« Vous allez amplifier une situation déjà critique et les conséquences seront immédiates. Effondrement des constructions, explosions des délais d’attente et du mal-logement. »
Jean-Hugues Ratenon, député de La Réunion
C’est un véritable cri d’alarme que Jean-Hugues Ratenon, député réunionnais de France Insoumise, lance à Naïma Moutchou, la ministre des Outre-mer.
Tout comme son île natale, la Guadeloupe fait partie des cinq départements et régions d’outre-mer en proie à une baisse significative de la ligne budgétaire unique, ce soutien financier à la construction et à la rénovation des logements sociaux.
Cette dévalorisation intervient dans un contexte où la demande est toujours plus importante en Guadeloupe, où 80 % de la population est éligible à bénéficier d’un logement social, et dont la liste d’attente s’élève à plus de 15 000 demandes à l’heure actuelle.
« Pour nous, c’est un choc, très honnêtement, même si on s’attendait à une baisse, mais pas aussi drastique, parce que là, ça a été quand même un effondrement, on va dire, brutal. On est passé de 24 millions en 2025 à 15 millions en 2026. Je peux vous dire que c’est une douche froide pour l’ensemble des bailleurs de la Guadeloupe, à savoir que je représente aujourd’hui la SIG, la SEMSAMAR, la SEMAG, la SPHLM, SIKOA. »
Thierry Romanos, président de l’ARMOS (association régionale des maîtres d’ouvrages sociaux)
Il y a 10 ans, la part de cette ligne budgétaire unique allouée à la Guadeloupe s’élevait encore à 50 millions d’euros. Elle ne devrait pas dépasser les 15 millions en 2026, une situation qui pourrait mettre en péril l’ensemble de l’économie locale.
« On est véritablement sur une poudrière, une bombe à retardement. Donc à un moment, il y aura des percussions au niveau social, peut-être au niveau sociétal, mais en tout cas sur le plan économique, l’adage qui dit que quand le bâtiment tout va, mais là pour le coup, ça ne va pas, ça risque d’avoir un effondrement qui sera beaucoup plus global. »
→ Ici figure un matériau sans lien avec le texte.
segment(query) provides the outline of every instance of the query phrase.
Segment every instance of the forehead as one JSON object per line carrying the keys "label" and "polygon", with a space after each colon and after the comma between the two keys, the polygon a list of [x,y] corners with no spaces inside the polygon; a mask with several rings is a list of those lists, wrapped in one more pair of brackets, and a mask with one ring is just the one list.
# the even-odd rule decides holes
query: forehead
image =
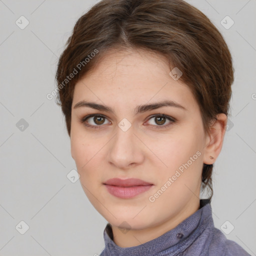
{"label": "forehead", "polygon": [[76,84],[73,106],[82,100],[130,106],[170,100],[191,108],[196,102],[190,88],[175,80],[170,70],[168,60],[154,52],[112,50]]}

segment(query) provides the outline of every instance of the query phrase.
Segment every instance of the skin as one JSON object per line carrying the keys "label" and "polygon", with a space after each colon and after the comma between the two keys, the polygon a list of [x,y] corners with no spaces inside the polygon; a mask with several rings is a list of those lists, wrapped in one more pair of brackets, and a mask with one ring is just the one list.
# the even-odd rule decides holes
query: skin
{"label": "skin", "polygon": [[[72,156],[86,196],[112,225],[114,240],[120,247],[154,239],[198,210],[203,164],[213,164],[222,147],[226,116],[219,114],[206,134],[190,89],[180,80],[174,80],[170,71],[166,60],[150,52],[112,50],[75,86]],[[174,100],[186,110],[164,106],[134,115],[137,106],[164,100]],[[88,107],[74,108],[81,100],[106,105],[114,113]],[[90,114],[106,118],[98,122],[93,117],[84,124],[80,122]],[[170,122],[168,118],[158,122],[151,117],[159,114],[176,122],[168,126]],[[124,118],[132,125],[126,132],[118,126]],[[200,156],[150,202],[150,196],[197,152]],[[103,184],[114,178],[137,178],[154,186],[133,198],[120,198],[110,194]]]}

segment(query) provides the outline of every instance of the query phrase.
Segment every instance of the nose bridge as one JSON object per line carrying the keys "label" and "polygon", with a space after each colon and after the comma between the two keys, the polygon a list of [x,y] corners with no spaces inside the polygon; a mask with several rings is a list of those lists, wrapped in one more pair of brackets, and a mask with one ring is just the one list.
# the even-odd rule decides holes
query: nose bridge
{"label": "nose bridge", "polygon": [[142,152],[138,146],[134,129],[127,120],[122,120],[116,126],[109,153],[108,160],[119,168],[128,167],[132,163],[140,162]]}

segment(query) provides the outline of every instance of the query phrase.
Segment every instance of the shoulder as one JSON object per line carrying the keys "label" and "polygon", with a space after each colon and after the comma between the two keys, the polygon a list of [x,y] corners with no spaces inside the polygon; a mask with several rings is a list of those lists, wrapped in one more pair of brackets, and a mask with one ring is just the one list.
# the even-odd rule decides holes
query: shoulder
{"label": "shoulder", "polygon": [[220,230],[214,228],[209,246],[209,256],[250,256],[234,241],[228,240]]}

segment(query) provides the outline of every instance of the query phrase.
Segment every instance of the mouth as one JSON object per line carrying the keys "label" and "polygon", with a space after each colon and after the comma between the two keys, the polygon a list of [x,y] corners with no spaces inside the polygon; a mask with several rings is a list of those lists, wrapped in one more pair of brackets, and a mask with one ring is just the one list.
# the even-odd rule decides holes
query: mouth
{"label": "mouth", "polygon": [[119,198],[130,198],[150,190],[154,184],[137,178],[111,178],[103,184],[108,191]]}

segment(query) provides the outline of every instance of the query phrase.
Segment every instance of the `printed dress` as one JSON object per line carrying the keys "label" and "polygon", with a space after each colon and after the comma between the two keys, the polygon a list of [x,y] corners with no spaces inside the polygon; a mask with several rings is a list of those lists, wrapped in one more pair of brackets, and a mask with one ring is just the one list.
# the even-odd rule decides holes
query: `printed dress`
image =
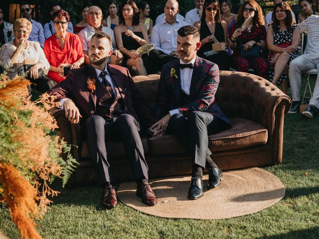
{"label": "printed dress", "polygon": [[[274,32],[274,44],[278,46],[284,43],[287,43],[288,42],[291,42],[293,39],[293,33],[294,31],[297,27],[298,25],[294,25],[292,28],[290,32],[288,31],[288,28],[286,28],[284,32],[281,31],[280,27],[278,26],[279,30]],[[290,59],[288,61],[288,65],[291,61],[299,56],[299,54],[298,50],[296,50],[293,53],[290,53]],[[272,82],[274,79],[274,71],[275,71],[275,65],[270,64],[270,61],[274,58],[274,55],[272,51],[269,51],[269,54],[268,55],[268,62],[269,63],[269,76],[268,77],[268,80]],[[280,78],[277,82],[277,85],[279,85],[281,83],[286,81],[288,79],[288,76],[287,76],[285,73],[285,71],[283,72]]]}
Thierry Romanos, président de l’ARMOS (association régionale des maîtres d’ouvrages sociaux)
Et effectivement, le secteur du BTP, dont la moitié des activités dépendent des commandes de l’État, déplore actuellement un contexte étouffant.
Avec une nouvelle taxe carbone s’appliquant sur les éléments de construction, l’augmentation des prix des carburants et la clôture à venir des derniers grands chantiers de l’État comme l’hôpital ou la prison de Basse-Terre, les commandes liées aux logements sociaux auraient pu représenter une sorte de bouée de sauvetage.
« Vous voyez le nombre d’entreprises qui sont liquidées chaque semaine à la barre du tribunal, et les quelques entreprises qui restent sont déjà en difficulté. Faute d’activité aujourd’hui, nos entreprises sont en difficulté, que ce soit au niveau du bâtiment, que ce soit au niveau des TP. Même si au niveau des TP il y a des chantiers qui vont démarrer ou qui ont démarré à travers le contournement de la Boucan et tout ça, il y a quelques lycées aussi, mais ça ne suffit pas pour les entreprises et nos artisans qui travaillent. »
José Gaddarkhan, président de la Fédération du BTP
Et outre l’économie de la Guadeloupe, la situation sociale pourrait elle aussi se dégrader profondément.
« Avant, l’État imposait trois personnes pour un logement, maintenant il nous arrive d’avoir six, sept personnes pour un logement. Les bailleurs ne vont pas construire, les gens vont rester dans la rue. Parce qu’il y a quand même plus de 15 000 personnes qui font des demandes de logements. Et ça, on ne peut rien y faire. »
Camille César-Auguste, président de CLCV (Consommation, Logement et Cadre de vie)
Face à toutes ces menaces, les bailleurs sociaux ont déjà sollicité les députés ultramarins, les ministres ou encore le monde du patronat, avec l’espoir de voir l’État revenir sur sa décision.